11 April 2006

What has a Patent in common with a Rembrandt?

When Rembrandts painting “Portrait of a Lady” was auctioned in London for U$28.7 million, many believed it was actually the auction fever that made prices reach incredible levels, driven up by eager art buyers and sellers looking for scarce supply of high quality art. Everything has been auctioned, from art, old cars, vintage Cartier watches to emission rights. However patents – monopoly rights granted by the state in exchange for publication of the invention - have not, so far.

On April 6 the first ever public auction of patents was held in San Francisco where over 400 inventions were being auctioned. The eagerly awaited auction attracted a large crowd of people from all over the US and Asia. Major absentee was Europe, with just a few German and Dutch IP investment ventures present. The auction was organized by Ocean Tomo of Chicago, and sponsored by various companies. Representatives of several large companies attended the auction, including GE, Microsoft, DuPont, and AT&T. A seasoned London based auctioneer, Charles Ross, mastered the auction.

Many believe the creation of an open, transparent market for intellectual property will cause a rippling in the way companies, universities as well as individual patent owners will trade their technologies, making valuation more visible and, as a consequence, will ultimately attract Wall Street type of investment funds and will eventually make similarly smart financing of intellectual property rights possible.

Sellers, ranging from individuals to richly awarded inventors with their own access portfolios eager to make some money to large companies like Kimberly-Clark, Motorola, Ford Motor Company and Allied Signal offered their patents on this first public auction. Patents covered a wide variety of technologies: video-on-demand technology, a suite of patents for varying the valve timing in car engines, as well as a solution for online sales of fashion goods were among the intellectual property rights sold. Lot 30A, a movie compression patent by Douglas Ballantyne, for moving a film to TV through cable, shot to $650,000, stalled, rose to $1 million with two bidders left, closing at $1.4 million. The catalogue-listed value for the patent was $2 to $5 million. The price values set by the auction organizers ranged from below 100.000 to 5,000,000. The most expensive lot, more than 35 patents from Ford Motor Company, was withdrawn at the auction for lacking to reach the reserve.
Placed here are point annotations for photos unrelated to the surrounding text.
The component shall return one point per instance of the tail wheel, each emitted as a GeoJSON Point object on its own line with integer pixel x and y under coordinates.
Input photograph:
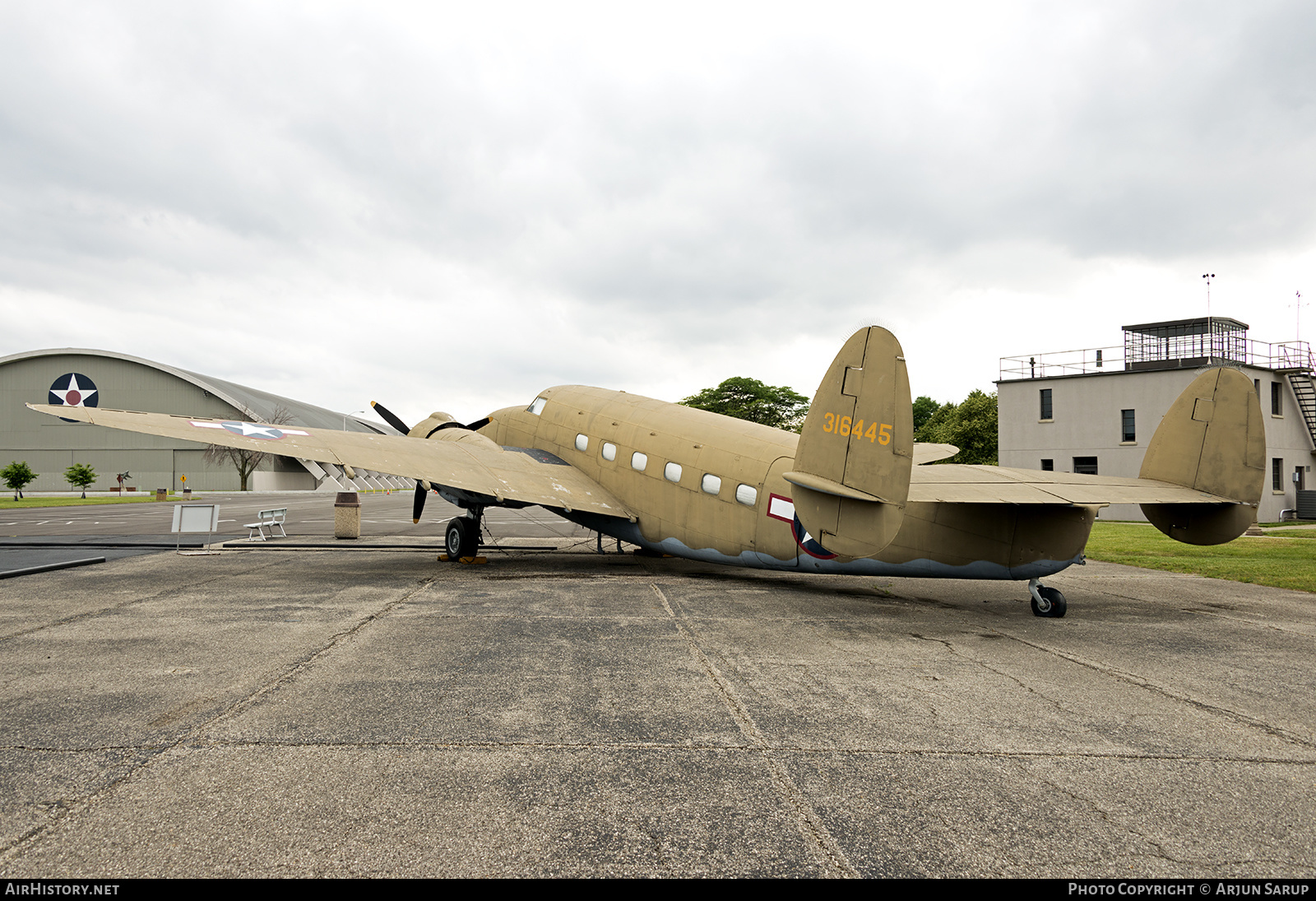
{"type": "Point", "coordinates": [462, 539]}
{"type": "Point", "coordinates": [1056, 605]}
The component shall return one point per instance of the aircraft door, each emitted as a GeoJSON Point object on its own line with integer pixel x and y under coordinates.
{"type": "Point", "coordinates": [774, 541]}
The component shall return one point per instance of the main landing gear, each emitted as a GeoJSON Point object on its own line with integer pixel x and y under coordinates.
{"type": "Point", "coordinates": [462, 537]}
{"type": "Point", "coordinates": [1046, 601]}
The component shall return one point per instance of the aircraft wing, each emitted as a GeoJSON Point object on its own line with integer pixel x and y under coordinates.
{"type": "Point", "coordinates": [964, 484]}
{"type": "Point", "coordinates": [925, 453]}
{"type": "Point", "coordinates": [475, 468]}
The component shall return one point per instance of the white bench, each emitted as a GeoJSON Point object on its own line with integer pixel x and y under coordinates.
{"type": "Point", "coordinates": [265, 519]}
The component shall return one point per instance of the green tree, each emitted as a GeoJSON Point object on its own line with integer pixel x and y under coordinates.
{"type": "Point", "coordinates": [243, 460]}
{"type": "Point", "coordinates": [923, 410]}
{"type": "Point", "coordinates": [750, 399]}
{"type": "Point", "coordinates": [971, 425]}
{"type": "Point", "coordinates": [81, 476]}
{"type": "Point", "coordinates": [17, 476]}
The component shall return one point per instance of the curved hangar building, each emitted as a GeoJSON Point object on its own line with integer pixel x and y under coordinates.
{"type": "Point", "coordinates": [103, 379]}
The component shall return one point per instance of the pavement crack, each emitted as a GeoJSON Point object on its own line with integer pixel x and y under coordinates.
{"type": "Point", "coordinates": [114, 607]}
{"type": "Point", "coordinates": [190, 738]}
{"type": "Point", "coordinates": [807, 818]}
{"type": "Point", "coordinates": [1133, 679]}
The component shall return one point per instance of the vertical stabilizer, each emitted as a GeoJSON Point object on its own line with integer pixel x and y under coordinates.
{"type": "Point", "coordinates": [1212, 439]}
{"type": "Point", "coordinates": [855, 451]}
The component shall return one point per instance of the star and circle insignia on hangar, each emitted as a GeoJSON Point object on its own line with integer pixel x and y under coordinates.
{"type": "Point", "coordinates": [74, 390]}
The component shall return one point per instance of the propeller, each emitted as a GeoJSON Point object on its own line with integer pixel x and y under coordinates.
{"type": "Point", "coordinates": [423, 488]}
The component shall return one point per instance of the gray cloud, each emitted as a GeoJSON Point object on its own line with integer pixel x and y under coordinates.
{"type": "Point", "coordinates": [528, 194]}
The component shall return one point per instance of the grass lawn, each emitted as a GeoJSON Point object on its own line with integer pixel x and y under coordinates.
{"type": "Point", "coordinates": [10, 504]}
{"type": "Point", "coordinates": [1277, 561]}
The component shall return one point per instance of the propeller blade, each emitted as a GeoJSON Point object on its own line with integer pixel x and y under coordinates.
{"type": "Point", "coordinates": [419, 504]}
{"type": "Point", "coordinates": [390, 418]}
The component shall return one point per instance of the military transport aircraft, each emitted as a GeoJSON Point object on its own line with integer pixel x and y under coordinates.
{"type": "Point", "coordinates": [849, 495]}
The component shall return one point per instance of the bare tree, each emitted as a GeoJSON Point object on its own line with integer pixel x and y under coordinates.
{"type": "Point", "coordinates": [243, 460]}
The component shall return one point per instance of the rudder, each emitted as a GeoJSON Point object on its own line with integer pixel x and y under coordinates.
{"type": "Point", "coordinates": [1212, 439]}
{"type": "Point", "coordinates": [855, 452]}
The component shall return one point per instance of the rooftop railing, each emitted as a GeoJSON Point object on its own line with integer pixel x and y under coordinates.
{"type": "Point", "coordinates": [1092, 361]}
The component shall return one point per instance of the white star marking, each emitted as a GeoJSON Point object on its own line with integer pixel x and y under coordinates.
{"type": "Point", "coordinates": [81, 392]}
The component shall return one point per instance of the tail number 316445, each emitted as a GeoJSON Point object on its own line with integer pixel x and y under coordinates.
{"type": "Point", "coordinates": [842, 425]}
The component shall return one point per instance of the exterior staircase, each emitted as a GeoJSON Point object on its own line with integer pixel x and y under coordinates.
{"type": "Point", "coordinates": [1306, 392]}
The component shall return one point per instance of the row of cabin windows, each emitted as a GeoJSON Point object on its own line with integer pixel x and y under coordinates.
{"type": "Point", "coordinates": [1128, 427]}
{"type": "Point", "coordinates": [710, 484]}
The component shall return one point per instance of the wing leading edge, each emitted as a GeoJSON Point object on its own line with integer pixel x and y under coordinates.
{"type": "Point", "coordinates": [487, 471]}
{"type": "Point", "coordinates": [964, 484]}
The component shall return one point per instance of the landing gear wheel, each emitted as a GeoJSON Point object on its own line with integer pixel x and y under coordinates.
{"type": "Point", "coordinates": [462, 539]}
{"type": "Point", "coordinates": [1053, 598]}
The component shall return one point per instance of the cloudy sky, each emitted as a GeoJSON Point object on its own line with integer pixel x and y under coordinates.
{"type": "Point", "coordinates": [449, 208]}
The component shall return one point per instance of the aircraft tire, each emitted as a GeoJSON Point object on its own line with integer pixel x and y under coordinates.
{"type": "Point", "coordinates": [460, 539]}
{"type": "Point", "coordinates": [1056, 598]}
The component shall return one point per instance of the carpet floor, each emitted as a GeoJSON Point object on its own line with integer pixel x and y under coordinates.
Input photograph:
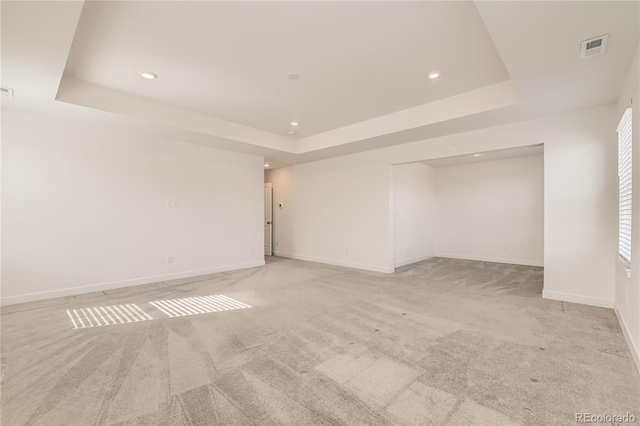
{"type": "Point", "coordinates": [442, 341]}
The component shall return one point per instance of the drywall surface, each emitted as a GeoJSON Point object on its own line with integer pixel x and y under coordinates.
{"type": "Point", "coordinates": [84, 208]}
{"type": "Point", "coordinates": [414, 213]}
{"type": "Point", "coordinates": [335, 212]}
{"type": "Point", "coordinates": [581, 212]}
{"type": "Point", "coordinates": [627, 296]}
{"type": "Point", "coordinates": [492, 211]}
{"type": "Point", "coordinates": [579, 200]}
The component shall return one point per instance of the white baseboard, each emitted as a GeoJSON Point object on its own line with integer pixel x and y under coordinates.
{"type": "Point", "coordinates": [32, 297]}
{"type": "Point", "coordinates": [576, 298]}
{"type": "Point", "coordinates": [354, 265]}
{"type": "Point", "coordinates": [413, 260]}
{"type": "Point", "coordinates": [633, 347]}
{"type": "Point", "coordinates": [491, 259]}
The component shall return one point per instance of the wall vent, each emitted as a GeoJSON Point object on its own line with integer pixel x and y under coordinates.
{"type": "Point", "coordinates": [593, 47]}
{"type": "Point", "coordinates": [6, 92]}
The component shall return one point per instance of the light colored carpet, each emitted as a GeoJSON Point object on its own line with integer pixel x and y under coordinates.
{"type": "Point", "coordinates": [438, 342]}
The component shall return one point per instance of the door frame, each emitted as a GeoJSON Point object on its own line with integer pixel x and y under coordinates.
{"type": "Point", "coordinates": [268, 220]}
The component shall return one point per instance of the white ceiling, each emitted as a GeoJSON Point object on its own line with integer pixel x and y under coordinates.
{"type": "Point", "coordinates": [223, 65]}
{"type": "Point", "coordinates": [500, 154]}
{"type": "Point", "coordinates": [356, 60]}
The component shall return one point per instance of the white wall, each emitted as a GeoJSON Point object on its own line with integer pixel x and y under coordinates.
{"type": "Point", "coordinates": [627, 296]}
{"type": "Point", "coordinates": [579, 200]}
{"type": "Point", "coordinates": [414, 210]}
{"type": "Point", "coordinates": [84, 208]}
{"type": "Point", "coordinates": [581, 213]}
{"type": "Point", "coordinates": [492, 211]}
{"type": "Point", "coordinates": [334, 212]}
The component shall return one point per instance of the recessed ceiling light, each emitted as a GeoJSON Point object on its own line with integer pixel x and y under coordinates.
{"type": "Point", "coordinates": [148, 75]}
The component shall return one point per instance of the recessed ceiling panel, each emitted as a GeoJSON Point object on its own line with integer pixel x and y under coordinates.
{"type": "Point", "coordinates": [354, 60]}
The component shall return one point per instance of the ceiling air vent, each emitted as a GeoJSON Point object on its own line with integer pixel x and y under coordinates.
{"type": "Point", "coordinates": [6, 92]}
{"type": "Point", "coordinates": [593, 47]}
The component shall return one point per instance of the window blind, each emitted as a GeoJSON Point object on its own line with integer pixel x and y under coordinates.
{"type": "Point", "coordinates": [624, 186]}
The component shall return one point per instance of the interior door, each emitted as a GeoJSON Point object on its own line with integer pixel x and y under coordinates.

So what does a Rembrandt art piece has in common with a patent when it comes to auction it? Not much we have to conclude after last week’s experiment. The result is at best mixed. Patents have not yet reached celebrity status. More than 400 patents went on the block in 74 lots, of which around 22 lots were sold. Total sales at the auction reached US$ 3 million. From the 52 lots that did not reach the seller’s minimum, some were offered in post-auction private trading, reaching terms off the bidding floor with an additional value of U$ 5,6 million. Many patents sold, however, did not reach more than US$ 10-12,000.

Frequently the auctioneer had to cheer up the crowd as bidding became dreary, except for some action from patent trolls, or IP fund managers as they would rather like to call themselves. “Tire-kickers”, not actual buyers dominated the scene. Actual sales were all from absentee bidders. The auctioneer occasionally mentioned “interest” or even “large interest”, only backed by absentee bidders. Much of the bidding from those absentee bidders did not result in an actual successful sale of most of the patents. Most of the sellers as it turned out during the auction process set minimum prices, or “reserves” in auction speak. The valuations – as were published in the glossy prospectus - were high, much too high as it turned out. Together with the unrealistic reserves set by patent owners, many lots had to be withdrawn from the auction as the bids – either from absentee bidders or buyers in the auction crowd - were not high enough to reach the minimum price the seller told the auctioneers they were prepared to sell their patents for.

Success can be measured by different standards. If one looks at the lots sold, the patent auction was disappointing. Judged which patent caused the highest bid, the US$ 1.4 million was far less than the US$ 15.5 million Commerce One patents reached in a bankruptcy auction in 2004. As an experiment it is surely trendsetting in that it is the first event where the market agreed on prices for a wide variety of technology and gave many spectators a flavor of value of technologies offered. The organizers will most probably change to outside valuators rather than using their own valuation methods. A further auction is planned for New York in autumn 2006. Europe will no doubt follow, but it requires a different approach if it wants to be a success, given the different patent culture in Europe.